WAIMEA — Harold Vidinha came to Tuesday’s meeting at Waimea Neighborhood Center with questions regarding the rat infestation on Lehua Island and the state’s plan to eradicate the rodents.
But he said he didn’t get definitive answers.
“I’m concerned about the crabs, the fish and the animals because it’s right next door to Niihau,” he said. “They rely so much on the ocean for food. It’s maybe 300 yards from Niihau to Lehua. If there’s wash-off, the poison that goes in the ocean will just go toward Niihau.”
Vidinha fishes near the shores of Lehua and Niihau. His fishing partner told Vidinha that in addition to rats, Lehua has rabbits. But when Vidinha asked the state Department of Land and Natural Resources about it, he was told rabbits were eradicated from the island in 2005.
That statement left Vidinha questioning how they can say that with certainty.
“I don’t buy that they were able to go to Lehua and shoot every rabbit and know for sure that there aren’t any left,” he added.
Now, DLNR is hoping that by dropping rodenticide on the island this summer, the extermination of rats will follow. How they will know every rat is killed is a question Vidinha wants answered.
“The ultimate goal here is to get rats off the island so that native birds can safely produce so we can see a large return in Hawaii’s native bird population,” said Josh Atwood, DLNR invasive species coordinator, to about 15 people at the meeting.
Atwood said they will be dropping the rodenticide during the summer instead of the winter, which they did in 2009.
“What likely resulted several years ago was that there was a lot of plant growth on the island so the rats had plenty of choices of what to eat, and they wouldn’t chose to eat the rodenticide,” Atwood said. “The proposed project this time around is to drop it when there is low plant growth during the summer and while there are fewer seabirds on the island to minimize impact to them as well.”
Atwood also said, unlike several years ago, there will be follow-up sweeps to ensure all rats are dead.
Several people at the meeting expressed concerns about the potential impacts the poison could have on marine life if it reaches the ocean. State officials said the rodenticide dissipates quickly and would not present a danger to anything other than rats.
Atwood didn’t have an estimate of how many rats are on Lehua, but said they are “widespread.”
Vidinha said he’ll take a look for himself.

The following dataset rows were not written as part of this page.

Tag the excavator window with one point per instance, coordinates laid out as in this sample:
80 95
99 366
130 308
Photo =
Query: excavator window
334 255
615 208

“I have my own boat and I like to fish around Niihau and I want to see what it looks like in the water when they do start dropping the rodenticide,” he said. “I want to check it out for myself. I know the birds are there, but I haven’t seen any rats from my boat when I’m fishing.”
Galen Reid, a predator control specialist who attended the meeting, said DLNR has to think about the greater good.
“Are we going to save potentially thousands of seabirds from rats and are we going to have some short-term losses? Are we going to keep trying to do this, or are we just going to give in?” Reid said. “This is a huge deal for the future of how we’re going to deal with handling invasive species.”
The environmental assesment draft is available for open comment until April 7.